In contrast to System 2, System 1 operates at a nearly subconscious level and takes so little effort that we almost don’t realize it’s there. Think of the work ‘vomit’. If your brain immediately conjured a set of associated concepts — sickly colors, foods you don’t like, that one time back in college — that’s System 1. It consists of an associative network responsible for both generating simple concepts and checking their validity. When a set of concepts is activated, it returns the set of easy associates. Additionally, it attempts to generate narrative connections between those concepts, if one exists. Finally, it checks those connections for consistency, triggering surprise if it isn’t there. System 1 is vastly more powerful than System 2. It processes the gigabytes of data entering through the senses effortlessly, while its counterpart struggles with adding three digit numbers. On the flip side, System 2 is not capable of arbitrary operations, only association, narrative, and checking. When none of these operations apply, it is extremely vulnerable to error.
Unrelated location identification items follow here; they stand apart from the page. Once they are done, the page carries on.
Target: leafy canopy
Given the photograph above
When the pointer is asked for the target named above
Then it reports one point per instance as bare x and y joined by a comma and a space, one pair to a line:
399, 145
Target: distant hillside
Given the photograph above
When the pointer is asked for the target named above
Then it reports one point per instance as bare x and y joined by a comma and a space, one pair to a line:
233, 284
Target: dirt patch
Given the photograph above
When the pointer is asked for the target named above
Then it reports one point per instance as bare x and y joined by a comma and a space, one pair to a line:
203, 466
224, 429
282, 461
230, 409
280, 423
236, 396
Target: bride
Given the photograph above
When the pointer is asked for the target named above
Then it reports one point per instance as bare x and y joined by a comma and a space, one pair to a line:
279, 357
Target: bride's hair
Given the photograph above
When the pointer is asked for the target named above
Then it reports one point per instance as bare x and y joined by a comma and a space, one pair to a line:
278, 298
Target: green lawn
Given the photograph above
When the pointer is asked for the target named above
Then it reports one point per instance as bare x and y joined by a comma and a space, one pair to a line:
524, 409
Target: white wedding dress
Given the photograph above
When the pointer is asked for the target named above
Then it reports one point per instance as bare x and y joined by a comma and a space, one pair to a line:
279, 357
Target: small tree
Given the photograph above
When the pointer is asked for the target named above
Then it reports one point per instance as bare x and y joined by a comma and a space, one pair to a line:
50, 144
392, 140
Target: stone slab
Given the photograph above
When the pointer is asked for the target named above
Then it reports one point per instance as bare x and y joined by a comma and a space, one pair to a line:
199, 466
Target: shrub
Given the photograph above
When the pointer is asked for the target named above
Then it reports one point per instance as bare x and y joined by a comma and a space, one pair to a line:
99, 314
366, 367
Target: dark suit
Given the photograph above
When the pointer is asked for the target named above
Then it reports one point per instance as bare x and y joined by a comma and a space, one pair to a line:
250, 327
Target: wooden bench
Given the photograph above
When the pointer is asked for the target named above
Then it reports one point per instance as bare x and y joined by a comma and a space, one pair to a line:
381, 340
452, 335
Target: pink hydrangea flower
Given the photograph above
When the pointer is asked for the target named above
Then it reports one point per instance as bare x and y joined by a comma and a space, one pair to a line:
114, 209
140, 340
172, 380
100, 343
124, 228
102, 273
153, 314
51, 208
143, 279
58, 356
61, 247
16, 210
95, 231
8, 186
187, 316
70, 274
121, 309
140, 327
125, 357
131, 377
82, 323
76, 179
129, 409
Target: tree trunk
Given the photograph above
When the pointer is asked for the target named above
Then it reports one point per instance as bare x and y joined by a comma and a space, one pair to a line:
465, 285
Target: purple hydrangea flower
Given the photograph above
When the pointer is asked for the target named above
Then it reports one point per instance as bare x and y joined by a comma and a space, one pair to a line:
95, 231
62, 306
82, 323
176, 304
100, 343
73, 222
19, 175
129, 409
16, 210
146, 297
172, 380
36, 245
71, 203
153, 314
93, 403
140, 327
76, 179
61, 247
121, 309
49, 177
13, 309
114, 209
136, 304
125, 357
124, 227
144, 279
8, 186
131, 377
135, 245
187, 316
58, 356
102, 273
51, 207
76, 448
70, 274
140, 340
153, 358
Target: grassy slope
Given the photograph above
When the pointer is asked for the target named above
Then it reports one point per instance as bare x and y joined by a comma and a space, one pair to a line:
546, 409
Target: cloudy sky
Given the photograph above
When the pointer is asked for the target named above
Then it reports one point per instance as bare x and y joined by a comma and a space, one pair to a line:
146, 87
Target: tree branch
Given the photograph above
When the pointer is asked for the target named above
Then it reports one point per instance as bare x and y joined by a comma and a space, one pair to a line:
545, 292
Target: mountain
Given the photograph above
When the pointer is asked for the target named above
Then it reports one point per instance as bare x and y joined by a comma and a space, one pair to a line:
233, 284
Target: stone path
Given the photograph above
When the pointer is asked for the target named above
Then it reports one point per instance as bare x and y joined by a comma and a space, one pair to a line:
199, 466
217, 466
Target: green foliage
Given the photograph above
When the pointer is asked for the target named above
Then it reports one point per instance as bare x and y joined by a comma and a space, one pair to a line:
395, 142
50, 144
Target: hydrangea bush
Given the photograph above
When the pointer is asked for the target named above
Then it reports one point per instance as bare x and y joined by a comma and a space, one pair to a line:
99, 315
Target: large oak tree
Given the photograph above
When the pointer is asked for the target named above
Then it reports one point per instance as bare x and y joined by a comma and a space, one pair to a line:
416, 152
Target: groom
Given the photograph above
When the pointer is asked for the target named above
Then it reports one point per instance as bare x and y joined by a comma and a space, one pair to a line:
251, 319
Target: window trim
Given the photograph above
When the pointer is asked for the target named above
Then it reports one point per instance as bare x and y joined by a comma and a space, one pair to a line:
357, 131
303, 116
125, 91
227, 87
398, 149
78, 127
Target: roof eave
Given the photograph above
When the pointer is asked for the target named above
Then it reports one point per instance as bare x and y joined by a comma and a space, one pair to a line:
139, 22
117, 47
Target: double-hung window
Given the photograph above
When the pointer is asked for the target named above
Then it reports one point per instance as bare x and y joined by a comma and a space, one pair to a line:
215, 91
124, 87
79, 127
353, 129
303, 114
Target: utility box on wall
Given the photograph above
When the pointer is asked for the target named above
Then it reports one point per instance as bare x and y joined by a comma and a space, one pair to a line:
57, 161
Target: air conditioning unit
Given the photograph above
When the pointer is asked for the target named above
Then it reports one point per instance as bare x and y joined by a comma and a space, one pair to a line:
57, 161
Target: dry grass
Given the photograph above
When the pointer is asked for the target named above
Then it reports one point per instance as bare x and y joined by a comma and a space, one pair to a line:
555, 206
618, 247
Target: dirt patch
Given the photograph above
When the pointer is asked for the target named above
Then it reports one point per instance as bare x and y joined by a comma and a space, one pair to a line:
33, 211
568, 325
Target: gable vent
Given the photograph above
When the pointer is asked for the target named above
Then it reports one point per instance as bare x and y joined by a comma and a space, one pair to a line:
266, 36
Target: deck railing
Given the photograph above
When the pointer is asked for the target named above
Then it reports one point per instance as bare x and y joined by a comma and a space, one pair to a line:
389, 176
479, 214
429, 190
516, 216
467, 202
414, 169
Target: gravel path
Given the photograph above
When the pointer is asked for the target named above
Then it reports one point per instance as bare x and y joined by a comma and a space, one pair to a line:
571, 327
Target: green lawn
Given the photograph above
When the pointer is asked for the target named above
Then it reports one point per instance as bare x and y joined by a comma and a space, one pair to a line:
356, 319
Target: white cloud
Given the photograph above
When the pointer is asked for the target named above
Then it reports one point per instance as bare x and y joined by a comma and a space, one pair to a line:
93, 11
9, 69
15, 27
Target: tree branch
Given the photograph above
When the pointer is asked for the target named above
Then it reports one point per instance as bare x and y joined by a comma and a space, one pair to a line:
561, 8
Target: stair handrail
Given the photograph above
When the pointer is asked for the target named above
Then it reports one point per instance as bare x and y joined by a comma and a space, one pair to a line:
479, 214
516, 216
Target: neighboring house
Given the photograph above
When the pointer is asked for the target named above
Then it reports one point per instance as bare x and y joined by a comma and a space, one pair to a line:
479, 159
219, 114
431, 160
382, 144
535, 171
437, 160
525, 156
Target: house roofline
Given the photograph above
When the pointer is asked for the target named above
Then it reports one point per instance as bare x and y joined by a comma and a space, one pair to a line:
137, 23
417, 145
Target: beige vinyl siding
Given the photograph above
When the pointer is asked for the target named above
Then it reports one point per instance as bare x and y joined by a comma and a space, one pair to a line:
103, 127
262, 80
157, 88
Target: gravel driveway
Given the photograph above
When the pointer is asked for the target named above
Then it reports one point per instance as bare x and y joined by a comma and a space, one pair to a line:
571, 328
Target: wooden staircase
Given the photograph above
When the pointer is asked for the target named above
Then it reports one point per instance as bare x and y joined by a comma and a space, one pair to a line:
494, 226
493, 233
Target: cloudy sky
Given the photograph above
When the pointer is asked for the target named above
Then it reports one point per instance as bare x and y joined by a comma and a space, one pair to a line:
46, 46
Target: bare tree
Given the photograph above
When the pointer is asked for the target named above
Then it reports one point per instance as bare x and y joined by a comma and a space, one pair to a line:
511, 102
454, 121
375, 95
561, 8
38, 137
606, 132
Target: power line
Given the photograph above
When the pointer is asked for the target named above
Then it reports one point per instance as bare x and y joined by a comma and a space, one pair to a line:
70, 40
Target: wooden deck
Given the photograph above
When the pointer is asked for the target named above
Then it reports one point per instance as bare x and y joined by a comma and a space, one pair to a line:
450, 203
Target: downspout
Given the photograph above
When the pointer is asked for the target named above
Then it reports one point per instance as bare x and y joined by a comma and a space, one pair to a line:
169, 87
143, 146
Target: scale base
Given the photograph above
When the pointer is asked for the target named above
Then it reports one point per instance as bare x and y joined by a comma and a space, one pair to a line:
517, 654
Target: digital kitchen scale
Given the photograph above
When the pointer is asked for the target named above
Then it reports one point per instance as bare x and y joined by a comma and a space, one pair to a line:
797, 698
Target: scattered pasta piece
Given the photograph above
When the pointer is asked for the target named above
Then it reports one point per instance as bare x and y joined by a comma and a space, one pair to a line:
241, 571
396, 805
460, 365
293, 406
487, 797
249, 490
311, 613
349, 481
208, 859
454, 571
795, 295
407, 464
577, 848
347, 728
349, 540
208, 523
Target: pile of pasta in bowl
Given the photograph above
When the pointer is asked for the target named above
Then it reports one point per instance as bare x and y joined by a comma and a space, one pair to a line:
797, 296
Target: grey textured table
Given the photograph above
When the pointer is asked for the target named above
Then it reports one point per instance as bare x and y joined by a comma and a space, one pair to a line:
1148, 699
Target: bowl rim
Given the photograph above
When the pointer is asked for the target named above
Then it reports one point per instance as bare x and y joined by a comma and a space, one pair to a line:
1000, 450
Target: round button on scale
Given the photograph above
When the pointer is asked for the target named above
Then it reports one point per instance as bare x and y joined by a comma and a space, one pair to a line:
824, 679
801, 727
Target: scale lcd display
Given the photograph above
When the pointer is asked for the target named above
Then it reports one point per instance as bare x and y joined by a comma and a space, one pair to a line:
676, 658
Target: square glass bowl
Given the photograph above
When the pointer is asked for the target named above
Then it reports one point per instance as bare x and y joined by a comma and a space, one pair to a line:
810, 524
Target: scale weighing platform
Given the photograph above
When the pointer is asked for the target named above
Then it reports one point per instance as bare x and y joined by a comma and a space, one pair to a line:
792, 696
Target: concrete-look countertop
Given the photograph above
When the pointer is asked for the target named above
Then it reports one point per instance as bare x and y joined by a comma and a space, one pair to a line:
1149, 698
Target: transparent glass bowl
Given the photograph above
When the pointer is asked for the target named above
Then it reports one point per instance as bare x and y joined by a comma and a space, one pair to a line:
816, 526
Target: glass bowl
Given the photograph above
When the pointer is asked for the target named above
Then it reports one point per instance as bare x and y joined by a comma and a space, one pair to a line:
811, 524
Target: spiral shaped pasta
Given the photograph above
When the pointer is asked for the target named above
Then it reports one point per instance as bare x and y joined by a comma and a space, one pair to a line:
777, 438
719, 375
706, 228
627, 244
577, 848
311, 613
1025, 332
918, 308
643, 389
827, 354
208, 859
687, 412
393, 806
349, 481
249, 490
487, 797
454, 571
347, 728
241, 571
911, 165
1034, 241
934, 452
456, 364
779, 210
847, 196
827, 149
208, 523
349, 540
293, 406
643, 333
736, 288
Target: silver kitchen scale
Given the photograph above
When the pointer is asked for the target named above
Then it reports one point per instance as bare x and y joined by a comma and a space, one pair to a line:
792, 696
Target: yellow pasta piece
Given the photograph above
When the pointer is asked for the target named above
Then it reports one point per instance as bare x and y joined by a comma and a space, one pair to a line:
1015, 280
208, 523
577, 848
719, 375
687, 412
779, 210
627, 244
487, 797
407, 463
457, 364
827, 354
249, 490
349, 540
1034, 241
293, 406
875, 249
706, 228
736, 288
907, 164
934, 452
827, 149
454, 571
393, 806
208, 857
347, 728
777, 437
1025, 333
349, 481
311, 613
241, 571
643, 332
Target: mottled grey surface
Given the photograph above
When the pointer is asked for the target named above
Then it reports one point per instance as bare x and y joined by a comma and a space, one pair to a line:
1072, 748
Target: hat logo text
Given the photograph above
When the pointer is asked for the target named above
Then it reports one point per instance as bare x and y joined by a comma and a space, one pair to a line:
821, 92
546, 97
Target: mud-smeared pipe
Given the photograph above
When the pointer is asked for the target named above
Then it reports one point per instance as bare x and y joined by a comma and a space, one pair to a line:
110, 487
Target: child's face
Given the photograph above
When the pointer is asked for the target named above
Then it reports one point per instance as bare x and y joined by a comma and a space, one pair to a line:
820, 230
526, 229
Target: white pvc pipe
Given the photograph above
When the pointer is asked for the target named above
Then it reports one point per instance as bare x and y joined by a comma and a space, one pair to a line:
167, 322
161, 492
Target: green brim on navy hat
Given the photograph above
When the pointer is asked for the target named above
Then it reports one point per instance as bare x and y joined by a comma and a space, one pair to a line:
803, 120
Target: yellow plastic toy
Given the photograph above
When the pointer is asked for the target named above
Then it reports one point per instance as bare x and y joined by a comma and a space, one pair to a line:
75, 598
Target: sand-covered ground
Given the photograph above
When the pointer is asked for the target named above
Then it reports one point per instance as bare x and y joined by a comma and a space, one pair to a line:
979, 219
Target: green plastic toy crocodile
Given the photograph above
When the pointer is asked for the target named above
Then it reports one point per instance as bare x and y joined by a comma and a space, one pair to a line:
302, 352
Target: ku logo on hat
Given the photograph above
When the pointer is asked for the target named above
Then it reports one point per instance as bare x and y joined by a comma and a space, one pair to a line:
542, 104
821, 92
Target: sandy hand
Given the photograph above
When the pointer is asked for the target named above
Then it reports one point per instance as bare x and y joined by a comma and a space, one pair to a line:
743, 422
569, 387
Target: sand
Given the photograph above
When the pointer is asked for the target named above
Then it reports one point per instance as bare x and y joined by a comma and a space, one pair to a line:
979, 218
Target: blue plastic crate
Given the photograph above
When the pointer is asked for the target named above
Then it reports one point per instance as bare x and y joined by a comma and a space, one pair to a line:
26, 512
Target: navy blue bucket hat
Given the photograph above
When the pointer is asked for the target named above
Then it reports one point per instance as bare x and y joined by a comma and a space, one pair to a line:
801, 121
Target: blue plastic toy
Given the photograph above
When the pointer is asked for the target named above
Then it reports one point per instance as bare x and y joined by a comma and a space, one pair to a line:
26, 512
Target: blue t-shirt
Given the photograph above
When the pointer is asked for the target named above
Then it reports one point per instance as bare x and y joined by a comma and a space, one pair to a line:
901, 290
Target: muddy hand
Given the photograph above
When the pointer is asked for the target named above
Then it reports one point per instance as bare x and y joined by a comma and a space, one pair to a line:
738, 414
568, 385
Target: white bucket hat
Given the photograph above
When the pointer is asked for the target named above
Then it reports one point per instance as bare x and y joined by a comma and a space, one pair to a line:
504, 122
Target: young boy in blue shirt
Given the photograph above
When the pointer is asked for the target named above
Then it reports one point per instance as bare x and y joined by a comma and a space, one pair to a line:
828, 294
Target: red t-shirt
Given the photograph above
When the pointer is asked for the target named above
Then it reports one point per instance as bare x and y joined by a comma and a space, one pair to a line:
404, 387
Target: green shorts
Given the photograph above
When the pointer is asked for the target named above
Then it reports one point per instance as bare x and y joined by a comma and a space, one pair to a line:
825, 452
The two systems work very well 99% of the time — lazy System 2 delegates most activities to automatic System 1, leveraging its processing power and saving energy. In exchange, System 1 calls on System 2 whenever a task requires operations for which it is ill suited. The problem — and the part most relevant for this argument — lies in the 1% where the loop breaks down. This usually happens when System 1 is presented with a task it wasn’t designed to solve, and then solves it wrong. The rest of this section will describe a few of these breakdowns,. They take two forms — heuristics, in which a question is answered in an imprecise but easy way, and biases, in which the answers contain predictable error. Biases first.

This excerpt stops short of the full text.